- Born: Ana Frega Novales 1958 (age 67–68) Montevideo
- Education: University of the Uruguayan Republic University of Buenos Aires
- Occupations: Professor, writer, historian

= Ana Frega =

Uruguayan writer and historian

Ana Frega Novales (born 1958) is an Uruguayan writer and historian.

==Biography==
In 1979, Frega graduated from the Instituto de Profesores Artigas, in Montevideo, Uruguay as a history teacher.

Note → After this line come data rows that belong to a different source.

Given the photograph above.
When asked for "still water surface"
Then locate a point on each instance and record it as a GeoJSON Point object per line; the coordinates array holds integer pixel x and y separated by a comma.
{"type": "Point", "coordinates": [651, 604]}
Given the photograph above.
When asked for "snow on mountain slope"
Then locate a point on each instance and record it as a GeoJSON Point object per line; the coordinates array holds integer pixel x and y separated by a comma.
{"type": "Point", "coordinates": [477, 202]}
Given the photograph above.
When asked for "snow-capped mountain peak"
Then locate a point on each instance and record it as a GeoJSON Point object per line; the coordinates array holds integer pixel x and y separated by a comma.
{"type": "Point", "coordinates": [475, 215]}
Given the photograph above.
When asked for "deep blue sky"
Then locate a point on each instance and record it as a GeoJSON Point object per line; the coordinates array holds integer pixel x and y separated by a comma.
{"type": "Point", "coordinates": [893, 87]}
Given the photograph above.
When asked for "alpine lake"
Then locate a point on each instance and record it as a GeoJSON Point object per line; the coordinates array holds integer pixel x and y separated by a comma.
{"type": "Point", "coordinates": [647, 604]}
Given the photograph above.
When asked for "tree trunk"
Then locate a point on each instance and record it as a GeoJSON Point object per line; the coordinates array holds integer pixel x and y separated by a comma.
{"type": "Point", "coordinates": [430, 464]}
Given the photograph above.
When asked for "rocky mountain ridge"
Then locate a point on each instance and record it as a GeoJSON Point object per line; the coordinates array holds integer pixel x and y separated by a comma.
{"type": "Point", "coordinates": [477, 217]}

The next year, she began her studies for a bachelor's degree in educational research at the Faculty of the Humanities and Educational Sciences of the University of the Uruguayan Republic and graduated in 1989. She obtained a postgraduate diploma in 1996 from the Faculty of Social Sciences, again at the University of the Republic with the thesis Temas de historia económica y social del Cono Sur: Argentina, Brasil y Uruguay en el siglo XX, the monograph of this thesis being Los saladeros en la región platense, 1810–1852. Frega began her doctoral studies at the University of Buenos Aires in 1996 and obtained her PhD in 2005. She was supervised by José Pedro Barrán and José Carlos Chiaramonte.

Since 1987, Frega has been a professor at the Instituto de Profesores Artigas, teaching National History II and La Plata's regional history since 2008. In 2006, she became a professor of history at the University of the Uruguayan Republic's Faculty of the Humanities and Educational Sciences.